Here's a plot produced by our lorenz program, with the viewing angle β = 0 and the Rayleigh parameter r = 25. The x-axis is horizontal; the z-axis is vertical. For this plot, y = 0.
Note that this plot is initiated near x = 2.5, y = 0, z = 0.5. The subsequent trajectory of the plot is very sensitive to this initial position. The sign of x reverses at unpredictable times, and such times depend very sensitively on the position of the initial starting point.
This plot is a typical, and by now familiar representation of the Lorenz Attractor.
The first three equations in the white panel are those displayed by Lorenz in his famous paper. See Eqs. 25-27 on this paper's sixth page.
The lower three equations, which are those used in our program, are equivalent to Lorenz's original equations, but with the variables x, y and z simply scaled to ensure that the size of the plot does not grow or shrink when the Rayleigh parameter r is increased or decreased.
A tar file containing the source code for the lorenz program is available here. Written in C++, it is designed to be compiled and run primarily on Linux machines, for which the xterm terminal is available. (The lorenz program must be run from an xterm.) It may also be compiled and run on Windows machines, where it requires the installation of three Cygwin packages, but this is not difficult. Detailed instructions are included with the source code. I have yet to see whether it will run on a Mac.

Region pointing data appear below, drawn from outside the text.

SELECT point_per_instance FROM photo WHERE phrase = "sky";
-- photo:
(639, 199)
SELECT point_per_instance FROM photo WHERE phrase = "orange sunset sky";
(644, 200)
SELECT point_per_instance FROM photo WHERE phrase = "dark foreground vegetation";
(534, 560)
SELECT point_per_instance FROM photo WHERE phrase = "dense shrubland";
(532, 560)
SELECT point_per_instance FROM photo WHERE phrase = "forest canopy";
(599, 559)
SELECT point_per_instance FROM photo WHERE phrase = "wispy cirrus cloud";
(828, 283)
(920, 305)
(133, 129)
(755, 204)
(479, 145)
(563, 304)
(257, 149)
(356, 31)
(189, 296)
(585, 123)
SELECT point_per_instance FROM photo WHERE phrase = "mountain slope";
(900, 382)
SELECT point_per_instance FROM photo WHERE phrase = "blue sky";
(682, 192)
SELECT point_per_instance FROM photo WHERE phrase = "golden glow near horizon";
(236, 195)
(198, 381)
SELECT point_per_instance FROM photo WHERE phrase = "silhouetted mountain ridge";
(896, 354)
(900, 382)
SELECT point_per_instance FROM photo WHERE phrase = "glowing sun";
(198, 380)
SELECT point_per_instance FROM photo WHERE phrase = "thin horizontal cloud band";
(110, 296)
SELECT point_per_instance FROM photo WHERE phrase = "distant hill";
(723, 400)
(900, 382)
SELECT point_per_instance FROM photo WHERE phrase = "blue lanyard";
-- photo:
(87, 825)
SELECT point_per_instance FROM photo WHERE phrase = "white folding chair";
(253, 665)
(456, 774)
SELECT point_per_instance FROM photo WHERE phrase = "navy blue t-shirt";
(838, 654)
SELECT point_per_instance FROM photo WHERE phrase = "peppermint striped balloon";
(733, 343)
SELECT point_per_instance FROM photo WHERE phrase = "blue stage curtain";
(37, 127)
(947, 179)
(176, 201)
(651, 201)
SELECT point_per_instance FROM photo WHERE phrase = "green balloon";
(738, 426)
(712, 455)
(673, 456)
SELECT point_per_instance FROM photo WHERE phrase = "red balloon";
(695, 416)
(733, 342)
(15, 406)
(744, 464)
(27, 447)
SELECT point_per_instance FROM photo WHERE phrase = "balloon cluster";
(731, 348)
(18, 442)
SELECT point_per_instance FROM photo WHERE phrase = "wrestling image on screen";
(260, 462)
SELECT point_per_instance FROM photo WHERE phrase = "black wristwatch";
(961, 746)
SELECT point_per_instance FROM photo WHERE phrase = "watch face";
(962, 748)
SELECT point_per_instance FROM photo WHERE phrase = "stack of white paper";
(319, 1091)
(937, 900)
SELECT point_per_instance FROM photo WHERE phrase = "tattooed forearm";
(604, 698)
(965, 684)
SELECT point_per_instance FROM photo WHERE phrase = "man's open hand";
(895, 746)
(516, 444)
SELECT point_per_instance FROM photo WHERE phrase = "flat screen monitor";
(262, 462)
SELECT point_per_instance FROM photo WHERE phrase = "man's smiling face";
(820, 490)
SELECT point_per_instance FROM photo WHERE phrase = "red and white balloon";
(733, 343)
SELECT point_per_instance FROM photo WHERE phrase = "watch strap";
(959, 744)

I first wrote this program many years ago as an exercise. While a search on the internet will reveal several programs that illustrate the behavior of the Lorenz attractor, the program here has the unique feature that it allows the user to interact with it while it is running. It is thus designed to be educational. One may increase or decrease the Rayleigh Number, or change the viewing angle of the three-dimensional attractor, or select an initial point for the plotting of the attractor, all while the plotting is taking place. It's not a large program, and is easy to compile and run.